A new dawn may be on the horizon for women’s football though and consequently, women’s sport. Last week, the FA’s new Women’s Super League (WSL) kicked off with a match between Chelsea and Arsenal that was broadcast live on ESPN, who have committed to broadcasting six matches live. ESPN applies to a restricted audience yes, but more importantly it could signal a future of regular televised slots for women’s football and possibly other sports on television; which is certainly the biggest key to tapping into a mass audience. The WSL is the FA’s first semi-professional women’s league, and highlights their intentions to rejuvenate and popularise the women’s game.
The idea to hold the WSL in the summer is an ingenious move. Trying to recruit new spectators to a women’s football match on a cold rainy night in December is a near impossible task, but summer scheduling could throw women’s football into the spotlight while the men are in the off season, hopefully leading to a repeat of the attendance seen at Imperial Fields for the inaugural match last week. The FA has to stick with the publicity they are giving it at the moment though, any neglect could see the whole scheme crumble around them; leaving the women’s game back at square one.
The continuing success and improvement of both England women’s cricket and rugby teams could prove vital in the future sustainment of spectators for each sport. The successes in the respective world cups (the cricket team won while the rugby came runners-up) for each team have gone a long way to raising awareness, while also providing a well-deserved media spotlight. No-one likes to see people clambering aboard the success ship when it comes to town then jumping ship when things go sour , but any mass publicity will do for now.

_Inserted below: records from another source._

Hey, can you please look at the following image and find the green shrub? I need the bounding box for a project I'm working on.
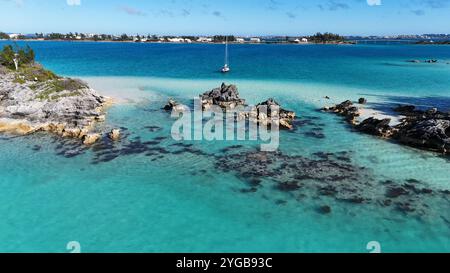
[0,44,35,69]
[36,78,87,100]
[17,64,59,82]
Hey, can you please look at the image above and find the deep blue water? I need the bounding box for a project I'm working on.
[6,41,450,93]
[0,41,449,252]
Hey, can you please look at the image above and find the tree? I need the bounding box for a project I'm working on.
[0,32,10,39]
[213,35,236,43]
[0,45,15,69]
[24,45,35,64]
[120,34,130,41]
[0,44,35,69]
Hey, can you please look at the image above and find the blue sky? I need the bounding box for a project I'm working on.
[1,0,450,36]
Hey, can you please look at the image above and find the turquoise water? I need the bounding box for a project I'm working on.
[0,41,449,252]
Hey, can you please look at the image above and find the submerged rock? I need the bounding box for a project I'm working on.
[215,149,371,203]
[163,99,188,112]
[82,133,101,145]
[394,105,416,113]
[358,98,367,104]
[318,205,332,214]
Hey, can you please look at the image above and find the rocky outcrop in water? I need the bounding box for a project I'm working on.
[0,64,110,144]
[199,83,296,129]
[163,99,188,112]
[355,117,396,138]
[324,100,450,154]
[406,59,438,63]
[254,98,296,129]
[108,129,121,141]
[200,83,246,110]
[390,105,450,153]
[322,100,360,124]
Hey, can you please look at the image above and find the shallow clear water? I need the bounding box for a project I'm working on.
[0,41,449,252]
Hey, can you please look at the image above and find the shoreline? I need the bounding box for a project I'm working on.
[0,38,354,45]
[0,60,117,144]
[323,99,450,154]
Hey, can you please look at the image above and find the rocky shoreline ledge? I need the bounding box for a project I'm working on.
[323,99,450,154]
[0,62,115,144]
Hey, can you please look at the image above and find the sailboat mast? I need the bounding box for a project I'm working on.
[225,36,228,65]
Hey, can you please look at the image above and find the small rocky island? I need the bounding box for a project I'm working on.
[200,83,296,129]
[165,83,296,129]
[0,45,112,144]
[323,100,450,154]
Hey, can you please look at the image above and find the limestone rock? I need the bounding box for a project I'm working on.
[323,100,360,124]
[109,129,121,141]
[356,117,396,138]
[0,64,108,142]
[200,83,246,110]
[163,99,188,112]
[83,133,100,145]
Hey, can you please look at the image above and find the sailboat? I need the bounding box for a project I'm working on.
[221,37,230,73]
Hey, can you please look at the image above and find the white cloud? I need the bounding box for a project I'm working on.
[67,0,81,6]
[367,0,381,6]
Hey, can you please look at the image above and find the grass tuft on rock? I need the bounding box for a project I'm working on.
[36,78,88,100]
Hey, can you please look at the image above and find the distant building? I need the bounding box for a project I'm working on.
[250,37,261,43]
[293,37,308,43]
[8,34,21,39]
[197,37,213,43]
[168,37,185,43]
[236,38,245,43]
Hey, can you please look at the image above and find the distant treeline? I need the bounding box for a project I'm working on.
[1,31,349,44]
[308,32,346,43]
[0,32,26,40]
[27,33,237,43]
[0,32,9,39]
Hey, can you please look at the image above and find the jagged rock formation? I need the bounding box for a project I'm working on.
[198,83,296,130]
[322,100,360,124]
[254,98,296,129]
[355,117,396,138]
[323,100,450,154]
[200,83,246,110]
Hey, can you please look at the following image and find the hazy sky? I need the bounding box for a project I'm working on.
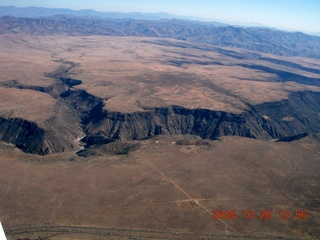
[1,0,320,33]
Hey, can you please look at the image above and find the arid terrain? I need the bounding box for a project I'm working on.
[1,136,319,239]
[0,12,319,239]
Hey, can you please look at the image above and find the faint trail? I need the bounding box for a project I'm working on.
[118,200,186,210]
[145,161,236,234]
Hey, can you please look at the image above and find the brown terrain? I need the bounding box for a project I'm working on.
[0,15,320,240]
[1,136,319,239]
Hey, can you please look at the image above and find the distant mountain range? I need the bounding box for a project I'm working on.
[1,6,320,59]
[0,5,226,26]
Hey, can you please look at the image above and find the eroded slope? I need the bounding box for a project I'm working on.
[0,35,319,154]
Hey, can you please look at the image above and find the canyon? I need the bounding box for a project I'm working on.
[0,14,319,239]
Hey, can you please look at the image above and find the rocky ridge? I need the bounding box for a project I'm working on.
[0,60,319,155]
[1,16,320,59]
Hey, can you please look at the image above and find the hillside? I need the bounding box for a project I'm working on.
[0,33,319,155]
[0,10,319,239]
[1,15,320,58]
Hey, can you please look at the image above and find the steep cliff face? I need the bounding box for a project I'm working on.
[255,91,320,138]
[1,72,319,155]
[0,101,84,155]
[0,77,85,155]
[83,91,320,144]
[0,117,48,155]
[40,100,84,154]
[86,107,256,141]
[60,89,104,124]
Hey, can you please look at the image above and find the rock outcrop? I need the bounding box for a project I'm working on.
[1,60,319,155]
[81,91,320,144]
[0,117,47,154]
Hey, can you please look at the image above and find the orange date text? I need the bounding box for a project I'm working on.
[212,210,308,220]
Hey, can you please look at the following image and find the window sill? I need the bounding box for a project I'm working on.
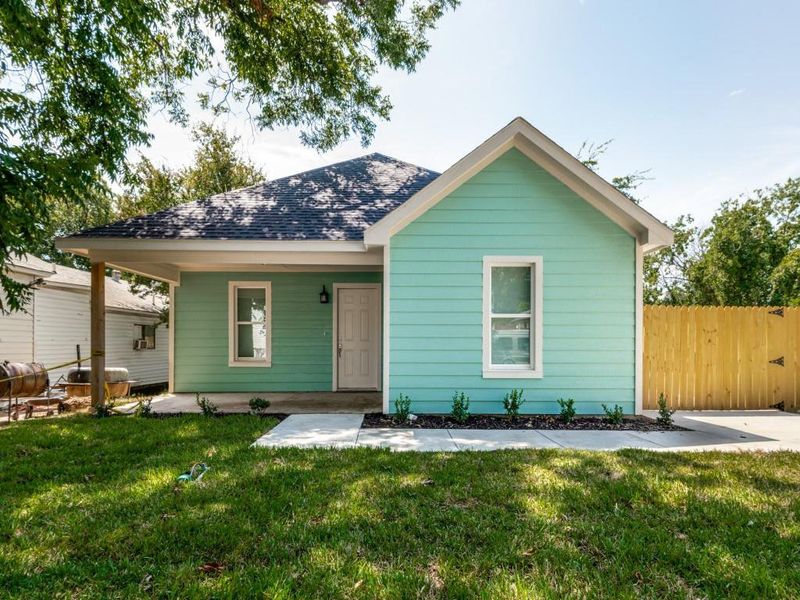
[228,361,272,368]
[482,369,543,379]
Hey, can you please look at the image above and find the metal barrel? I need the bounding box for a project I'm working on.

Women’s cricket has benefited massively from being broadcast on Sky Sports, something that will hopefully continue this season. The ECB have also made a tremendous effort to semi-professionalise as many players as they can, even providing work for some of the players within the ECB itself, so they can purely focus on cricket; something which can only have contributed to the recent successes of the national team. Their grass roots schemes encouraging girls to participate have also been crucial. If kids get involved the parents get involved, and so the word begins to spread.
Can 2011 really be the year women’s sport finds its feet on the popular stage? We can only hope so. More importantly though, is the willingness from those involved to make these current changes stick for the long-term. It would be catastrophic to have seen so much investment, yet no progression. The changes are being made and more people are beginning to accept and appreciate women’s sport. Something one would hope wouldn’t be too difficult in this supposed liberal century we live in. The rise of women’s sport may be coming- and not too soon either-but sporting women must look to the long-term future for success, and continue to keep their patience in abundance.